Orbital characteristics
- Semi-major axis: 0.02191+0.00080 −0.00084 AU
- Eccentricity: 0.103+0.117 −0.045
- Orbital period (sidereal): 2.2531136+0.0000012 −0.0000015 d
- Inclination: 87.71°+1.16° −0.44°
- Semi-amplitude: 0.56±0.16 m/s
- Star: L 98-59

Physical characteristics
- Mean radius: 0.850+0.061 −0.047 R_{🜨}
- Mass: 0.47+0.13 −0.15 M_{🜨}
- Mean density: 4.3+1.2 −1.9 g/cm^{3}
- Temperature: 627+33 −36 K (354 °C; 669 °F, equilibrium)

= L 98-59 b =

Terrestrial planet orbiting L 98-59

L 98-59 b is an exoplanet having a size between that of the Earth and Mars and a mass only half that of Venus. It orbits L 98-59, a red dwarf star 34.6 light-years away in the constellation Volans. There are at least 4 (possibly 5) other planets in the system: L 98-59 c, d, e, f and the unconfirmed ".06". Its discovery was announced on 27 June 2019 in The Astronomical Journal and in a NASA press release.
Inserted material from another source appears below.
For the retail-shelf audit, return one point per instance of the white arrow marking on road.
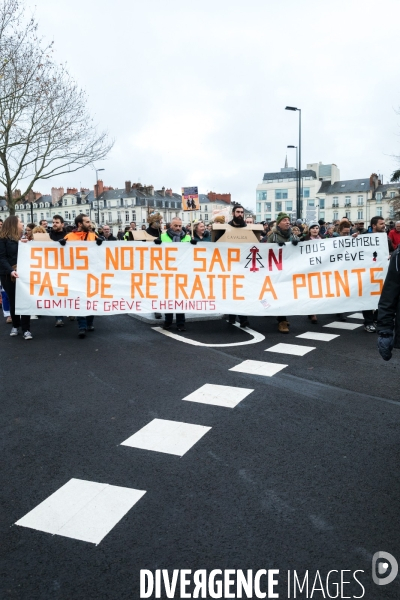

It was the smallest planet discovered by TESS until the discovery of LHS 1678 b, and was the lowest-mass planet whose mass had been measured using radial velocities until Proxima Centauri d was found in 2022.

== Characteristics ==
L 98-59 b orbits its star in 2.25 days and stays so close to the star that it receives 22 times more energy than Earth receives from the Sun. There are 4 confirmed planets in the system but they are not in the habitable zone of the host star. The temperature of the planet detected by TESS is 330 °C. In 2022, transmission spectroscopy indicated that the planet has either no atmosphere or an opaque atmosphere with high-altitude hazes.

Transmission spectroscopy observations with the James Webb Space Telescope NIRSpec published in 2025 favor the presence of a sulfur dioxide atmosphere. This is likely driven by volcanism, implying that L 98-59 b experiences at least eight times as much volcanism and tidal heating as Io.